A building contract is a legal agreement between a builder and a client that outlines all the costs and details involved in a project. In Queensland, any construction work greater than $3,300 means a building contract is necessary to guarantee the protection of all parties.
While each building contract does differ, there are a few common requirements. Whether you’re building a brand-new custom home or simply renovating or extending your existing house, look out for the following in your next building contract:
A building contract is a legal requirement, so it’s important to ensure that all of the details are correct. Make sure your name is spelt correctly and the builders business name, license number and ABN are included and accurate.
Be sure to check that the date of the contract is also correct, and a construction time frame is specified and realistic. Once you sign the contract, you will have a 5-business day cooling off period, after which it will become a legal document. You want to ensure even the most basic details are accurate.
Detailed Overview of Works
Your contract should include a clearly stated analysis of the works involved. This includes everything from demolition work (if necessary) and early construction, to electrical, plumbing works and painting.

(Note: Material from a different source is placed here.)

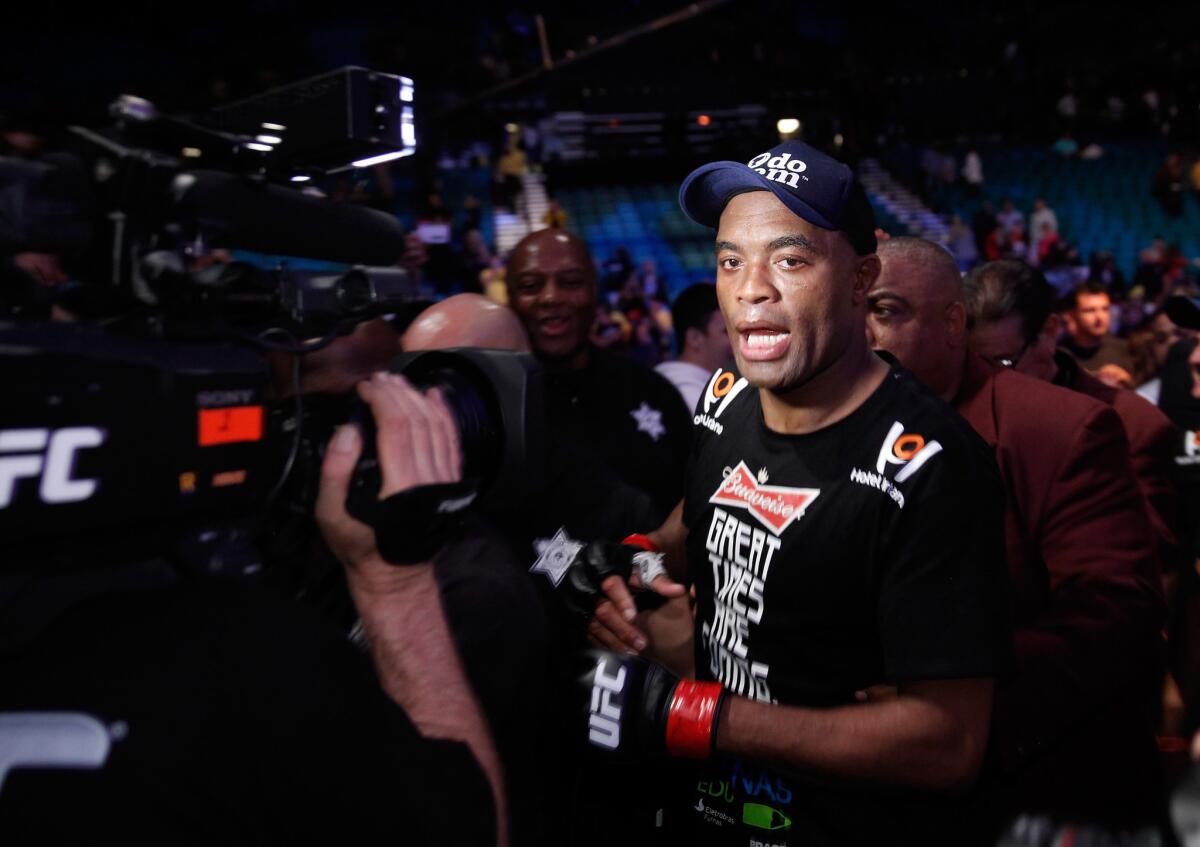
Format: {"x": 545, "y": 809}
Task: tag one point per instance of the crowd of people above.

Make sure your contract also includes a copy of your building plans and a section that states the works will be completed according to these plans. There should also be a clause stating any variations or changes to the original contract price must be provided in writing and signed by both the builder and the client.
Consumer Building Guide
In Queensland, all builders are legally required to supply a client with the Consumer Building Guide to read before signing a contract. This guide provides a comprehensive overview of what to look out for before signing, including double checking documents, special and general conditions, the builders licence and licence history, the contract cost, start and finish dates and legal obligations.
The guide includes a helpful checklist that allows you to ensure you’ve covered everything before signing.

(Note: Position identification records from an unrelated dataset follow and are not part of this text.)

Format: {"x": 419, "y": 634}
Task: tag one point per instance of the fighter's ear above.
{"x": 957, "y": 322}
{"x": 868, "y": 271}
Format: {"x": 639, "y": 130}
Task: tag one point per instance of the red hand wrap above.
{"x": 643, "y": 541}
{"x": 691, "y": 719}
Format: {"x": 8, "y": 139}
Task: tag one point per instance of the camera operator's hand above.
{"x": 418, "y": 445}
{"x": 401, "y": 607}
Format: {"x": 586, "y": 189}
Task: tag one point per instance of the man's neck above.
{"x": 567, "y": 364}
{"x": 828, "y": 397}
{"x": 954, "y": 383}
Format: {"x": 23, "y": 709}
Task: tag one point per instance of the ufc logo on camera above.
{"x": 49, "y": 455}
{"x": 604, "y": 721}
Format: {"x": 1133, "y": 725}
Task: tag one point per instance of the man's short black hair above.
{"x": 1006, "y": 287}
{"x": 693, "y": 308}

Your contract should include the final agreed upon cost of your project. Ideally, when it comes to the contract stage you will have chosen as many selections as possible to ensure this final cost is as realistic as it can be.

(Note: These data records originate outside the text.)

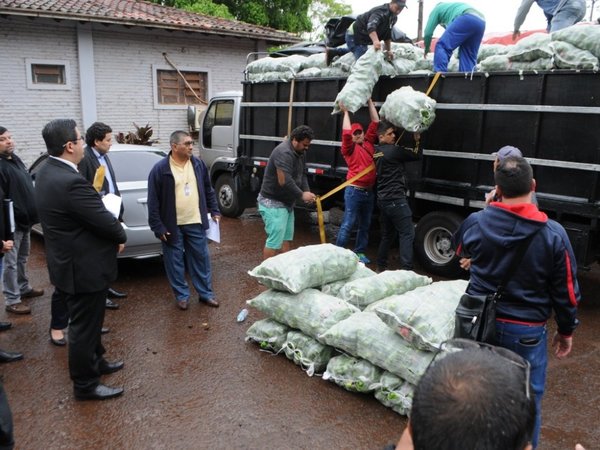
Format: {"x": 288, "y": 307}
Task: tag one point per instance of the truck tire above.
{"x": 433, "y": 244}
{"x": 227, "y": 196}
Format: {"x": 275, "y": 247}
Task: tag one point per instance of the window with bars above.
{"x": 173, "y": 90}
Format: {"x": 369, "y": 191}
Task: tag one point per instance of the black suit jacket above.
{"x": 81, "y": 236}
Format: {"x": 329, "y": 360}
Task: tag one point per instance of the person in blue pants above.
{"x": 464, "y": 30}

If you can’t finalise your specific selection, your contract can allocate prime cost allowances for some fittings and fixtures, however these allowances could possibly be for base level items. If you do decide on more expensive appliances, fixtures or fittings, make sure you allow for the difference on top of the contract price.
As well as the total cost, your contract should also include a schedule of payments and a due stage for each instalment. Often payment will be required after the completion of each stage, but this can vary between builders.
It’s important to double check that your builder is covered by Home Warranty Insurance (QBCC Insurance) before you sign your contract. It is in the best interest of both you and your builder to ensure they are fully covered by insurance.
If you are undertaking a renovation or extension project, make sure to contact your own insurance company to ensure your existing structure is covered.
If you’re unsure about something in your building contract, it’s best to acquire legal advice before signing. Remember that once signed, your contract becomes a legally binding document and you will be required to pay all stated costs provided works are completed as described.
When it comes to the contract stage, always take your time. Be very wary of the builder who rushes you into signing a contract or tells you not to worry about missing details. This is never a good way to begin a legal partnership.